What are the building blocks of a customer journey?

The job of constructing a customer journey doesn’t end with understanding the initial steps of preparation. To achieve your final objective, we also recommend understanding the decision making process customers go through on their way to making a purchase. The five steps described above, that are valid for the vast majority of journeys – Gaining familiarity, engagement, deliberation, conversion, and retention – are true and present, but a moment before implementing them in our marketing processes, we need to turn our attention to the expression “customer experience”.
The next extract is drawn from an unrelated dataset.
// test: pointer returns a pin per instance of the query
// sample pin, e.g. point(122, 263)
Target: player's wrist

Building a customer-centric strategy ready to respond to customers in real-time through use of dedicated, sophisticated tools, helps improve the engagement experience at each point of contact with the customer. Here’s an example: Let’s assume that one of your firm’s Facebook friends contacts you by adding a comment to a post that you posted to your page. They ask for details regarding your new product. If you have a CRM system, it will route the request to the right salesperson, at the right time. If the salesperson receives the inquiry in a timely fashion, they will call the customer and kick-off the sales process.

If not (i.e., there is a delay in notifying the salesperson), an automated process will be initiated of sending emails and SMS messages to the customer with relevant content. But what happens if the customer is already in your system after having inquired about your product in the past? And what if on the previous day, via a phone call, the customer was promised that someone would get back to them? All of these are touch points between your brand and the customer, and they should all provide the customer with a positive experience.